Was ich zu diesem Zeitpunkt allerdings noch nicht ahne, dass das mit Abstand skurrilste an dieser Reise (und womöglich auch meiner Interview-Laufbahn) noch auf mich wartet. Denn: von Rostock geht es wieder einmal quer durch die Republik, bis in die Landeshauptstadt Sachsens: Dresden. Mein erster Besuch im Rudolf-Harbig-Stadion. 10.000 Menschen sind aufgrund der Pandemie zugelassen, auf dem Papier ist das Stadion ausverkauft. Denn jeder dritte Platz ist besetzt, das Maximum in dieser Zeit. Dynamo bringt den HSV durch den 4:1-Sieg in Erklärungsnot. Vielmehr ist es aber ein Neuzugang der Hamburger, der dem Verein durch sein Handeln Sorgen bereitet. Wahrscheinlich einer der größten Skandale der ganzen Saison und der vergangenen Jahre ereignete sich direkt neben mir.


Die 90 Minuten sind absolviert, der Schiedsrichter hat abgepfiffen. Und wir erinnern uns: Durch die Corona-Pandemie ist vieles neu in der Abwicklung der Interviews.
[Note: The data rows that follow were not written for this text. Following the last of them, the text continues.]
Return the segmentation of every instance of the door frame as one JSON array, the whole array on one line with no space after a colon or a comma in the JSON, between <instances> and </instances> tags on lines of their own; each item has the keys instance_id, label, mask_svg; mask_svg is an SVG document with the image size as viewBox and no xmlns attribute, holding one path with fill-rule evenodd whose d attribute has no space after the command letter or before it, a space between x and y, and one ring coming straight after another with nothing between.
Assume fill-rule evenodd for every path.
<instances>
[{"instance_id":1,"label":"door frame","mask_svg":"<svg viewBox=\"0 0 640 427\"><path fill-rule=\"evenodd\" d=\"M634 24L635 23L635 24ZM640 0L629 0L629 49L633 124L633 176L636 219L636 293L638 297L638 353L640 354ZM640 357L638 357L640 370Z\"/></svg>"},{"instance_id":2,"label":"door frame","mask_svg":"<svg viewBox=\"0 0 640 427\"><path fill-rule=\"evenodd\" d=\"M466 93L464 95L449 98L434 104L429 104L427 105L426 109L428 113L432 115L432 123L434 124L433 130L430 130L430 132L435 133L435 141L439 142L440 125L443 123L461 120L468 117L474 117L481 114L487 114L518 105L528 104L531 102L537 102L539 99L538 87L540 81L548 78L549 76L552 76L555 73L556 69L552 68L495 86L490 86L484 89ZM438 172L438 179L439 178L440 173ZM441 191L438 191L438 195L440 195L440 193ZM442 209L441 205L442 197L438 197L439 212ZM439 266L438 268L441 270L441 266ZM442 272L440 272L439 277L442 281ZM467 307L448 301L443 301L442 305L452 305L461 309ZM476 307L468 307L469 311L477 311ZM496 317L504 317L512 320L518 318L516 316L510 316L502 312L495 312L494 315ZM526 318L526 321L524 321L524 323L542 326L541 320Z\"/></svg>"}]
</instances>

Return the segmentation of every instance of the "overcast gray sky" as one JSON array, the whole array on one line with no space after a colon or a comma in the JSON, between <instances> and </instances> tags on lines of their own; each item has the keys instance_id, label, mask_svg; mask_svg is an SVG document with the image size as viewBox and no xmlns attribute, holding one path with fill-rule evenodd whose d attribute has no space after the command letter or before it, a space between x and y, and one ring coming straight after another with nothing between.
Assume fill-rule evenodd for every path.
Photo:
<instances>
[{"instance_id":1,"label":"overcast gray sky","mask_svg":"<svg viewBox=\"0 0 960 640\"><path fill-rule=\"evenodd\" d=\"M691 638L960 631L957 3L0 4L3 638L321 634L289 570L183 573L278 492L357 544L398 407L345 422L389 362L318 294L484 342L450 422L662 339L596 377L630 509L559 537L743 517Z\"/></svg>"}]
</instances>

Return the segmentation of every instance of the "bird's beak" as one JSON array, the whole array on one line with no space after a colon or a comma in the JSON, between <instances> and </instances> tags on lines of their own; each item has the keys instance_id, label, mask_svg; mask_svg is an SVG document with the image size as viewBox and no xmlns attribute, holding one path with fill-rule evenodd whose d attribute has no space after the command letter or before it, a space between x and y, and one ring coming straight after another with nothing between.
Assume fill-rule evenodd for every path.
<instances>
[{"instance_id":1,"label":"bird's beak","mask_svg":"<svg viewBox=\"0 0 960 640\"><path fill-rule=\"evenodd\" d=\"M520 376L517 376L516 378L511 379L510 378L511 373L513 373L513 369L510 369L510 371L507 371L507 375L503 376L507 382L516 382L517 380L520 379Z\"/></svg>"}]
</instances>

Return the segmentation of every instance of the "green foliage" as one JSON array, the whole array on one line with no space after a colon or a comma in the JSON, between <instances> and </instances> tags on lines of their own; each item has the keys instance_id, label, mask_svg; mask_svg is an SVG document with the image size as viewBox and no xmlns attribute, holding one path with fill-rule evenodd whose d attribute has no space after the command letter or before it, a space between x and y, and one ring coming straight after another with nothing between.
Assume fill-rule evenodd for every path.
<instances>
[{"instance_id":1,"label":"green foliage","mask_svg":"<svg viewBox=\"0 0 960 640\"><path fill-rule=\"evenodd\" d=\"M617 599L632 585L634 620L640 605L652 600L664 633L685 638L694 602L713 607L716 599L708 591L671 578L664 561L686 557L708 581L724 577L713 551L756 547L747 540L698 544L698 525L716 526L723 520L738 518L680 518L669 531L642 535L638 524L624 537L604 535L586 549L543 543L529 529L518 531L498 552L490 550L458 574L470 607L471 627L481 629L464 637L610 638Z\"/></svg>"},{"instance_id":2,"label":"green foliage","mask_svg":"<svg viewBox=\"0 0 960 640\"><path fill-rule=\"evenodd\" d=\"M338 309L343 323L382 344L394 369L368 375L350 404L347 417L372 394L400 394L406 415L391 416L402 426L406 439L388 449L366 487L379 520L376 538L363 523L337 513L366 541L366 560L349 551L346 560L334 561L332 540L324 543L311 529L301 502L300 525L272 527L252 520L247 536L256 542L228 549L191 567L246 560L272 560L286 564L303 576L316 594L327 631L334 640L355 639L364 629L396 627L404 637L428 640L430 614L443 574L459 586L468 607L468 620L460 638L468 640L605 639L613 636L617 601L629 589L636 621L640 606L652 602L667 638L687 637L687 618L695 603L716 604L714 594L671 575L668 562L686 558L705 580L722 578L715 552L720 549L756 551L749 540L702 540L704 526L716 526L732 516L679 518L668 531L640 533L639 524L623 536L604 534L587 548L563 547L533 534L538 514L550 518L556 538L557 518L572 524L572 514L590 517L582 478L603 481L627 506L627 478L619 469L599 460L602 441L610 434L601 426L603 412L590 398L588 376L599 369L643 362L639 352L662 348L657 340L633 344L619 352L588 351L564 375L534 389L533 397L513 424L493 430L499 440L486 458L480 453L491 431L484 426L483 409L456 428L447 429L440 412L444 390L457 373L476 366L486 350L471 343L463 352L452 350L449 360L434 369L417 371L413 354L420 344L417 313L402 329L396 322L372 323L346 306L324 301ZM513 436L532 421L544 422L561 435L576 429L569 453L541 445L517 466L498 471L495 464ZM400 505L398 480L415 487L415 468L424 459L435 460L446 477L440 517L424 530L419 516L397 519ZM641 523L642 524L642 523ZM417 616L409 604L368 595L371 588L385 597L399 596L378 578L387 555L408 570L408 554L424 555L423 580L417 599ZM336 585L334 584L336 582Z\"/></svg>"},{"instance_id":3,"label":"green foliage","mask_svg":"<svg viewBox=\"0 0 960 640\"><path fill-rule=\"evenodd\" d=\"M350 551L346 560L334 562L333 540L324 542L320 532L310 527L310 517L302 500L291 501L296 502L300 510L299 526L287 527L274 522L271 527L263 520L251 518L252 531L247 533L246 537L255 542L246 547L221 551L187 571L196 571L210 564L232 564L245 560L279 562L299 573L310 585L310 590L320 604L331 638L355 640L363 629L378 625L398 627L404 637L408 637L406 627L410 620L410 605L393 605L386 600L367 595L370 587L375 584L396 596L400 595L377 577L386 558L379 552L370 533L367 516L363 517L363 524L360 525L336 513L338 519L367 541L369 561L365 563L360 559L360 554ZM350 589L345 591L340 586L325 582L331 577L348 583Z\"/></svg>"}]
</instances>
In Dresden führen wir die Gespräche plötzlich nicht von der Tribüne aus sondern auf Abstand, dem Gesprächspartner direkt gegenüber. Natürlich mit Maske, aber mehr oder weniger wie früher.


Natürlich wünscht man sich nach dem Ausscheiden in Runde 1 einen Hamburger Führungsspieler. Es läuft auf Kapitän Tim Leibold oder Neuzugang Toni Leistner hinaus. Ich entscheide mich für den Linksverteidiger, während Leistner nebenan zu den Kollegen von Sky geht.

Was bei mir wie ein normales Interview anfängt, geht jedoch nicht wie ein normales Interview zu Ende. Denn während Leibold an meinem SPORT1-Mikrofon nach Ansätzen sucht, die Niederlage zu erklären, wird Toni Leistner noch vor seinem Interview von der Dresdener Tribüne aus so stark provoziert, dass er in einer Kurzschluss-Reaktion auf die Tribüne klettert. Und dazwischen liegt eine sage und schreibe 2,50 Meter hohe Betonmauer. Ganz schnell überwindet Leistner diese Mauer - was Adrenalin alles auslösen kann. Durch die Unruhe auf der Tribüne hinter mir, wird mir schnell deutlich, dass etwas nicht nach Plan läuft. Tim Leibold unterbricht seine Antwort - ich drehe die Kamera in Richtung der Zuschauerränge. Und dort geht HSV-Profi Toni Leistner tatsächlich auf einen Fan los.

Mein laufendes Interview wird natürlich abgebrochen, so schnell muss man sich manchmal entscheiden. Denn in dieser Sekunde ist mir klar: die Geschichte des Abends ist nicht mehr das Ausscheiden in Runde 1, sondern der kletternde Leistner, der den Fan am Kragen packt.





Eine viertägige Pokalreise endet also direkt mit einem Folgeauftrag. Mein freier Tag nach dieser Reise: natürlich gestrichen. Denn Tags darauf geht es natürlich in die mediale Aufarbeitung. Dienstag-Abend um 19:30 Uhr ist Leistner mit seiner Kletter-Aktion das Aufmacher-Thema in den Sport1 News. Ich hatte mich mittlerweile vor dem Volksparkstadion platziert, es folgt eine Live-Schalte. Wie konnte der Skandal passieren? Wie war der Ablauf? Welche Konsequenzen hat Leistner zu befürchten? Ist so ein Spieler noch tragbar? 


1880 Kilometer in vier Tagen, zusammengerechnet etwas mehr als 19 Stunden Fahrzeit im Auto. Vier Highlight-Pokalspiele mit so unterschiedlichen Geschichten. Auch das ist es, was unseren Job so besonders macht. Wenn auch die Tage aufgrund der Reiserei intensiv und fordernd waren - so ist mir danach auch klar geworden: dieses Pokalwochenende wird nicht nur Toni Leistner unvergessen bleiben, sondern auch mir. Und: Der DFB-Pokal schreibt doch wirklich immer wieder seine eigenen Geschichten!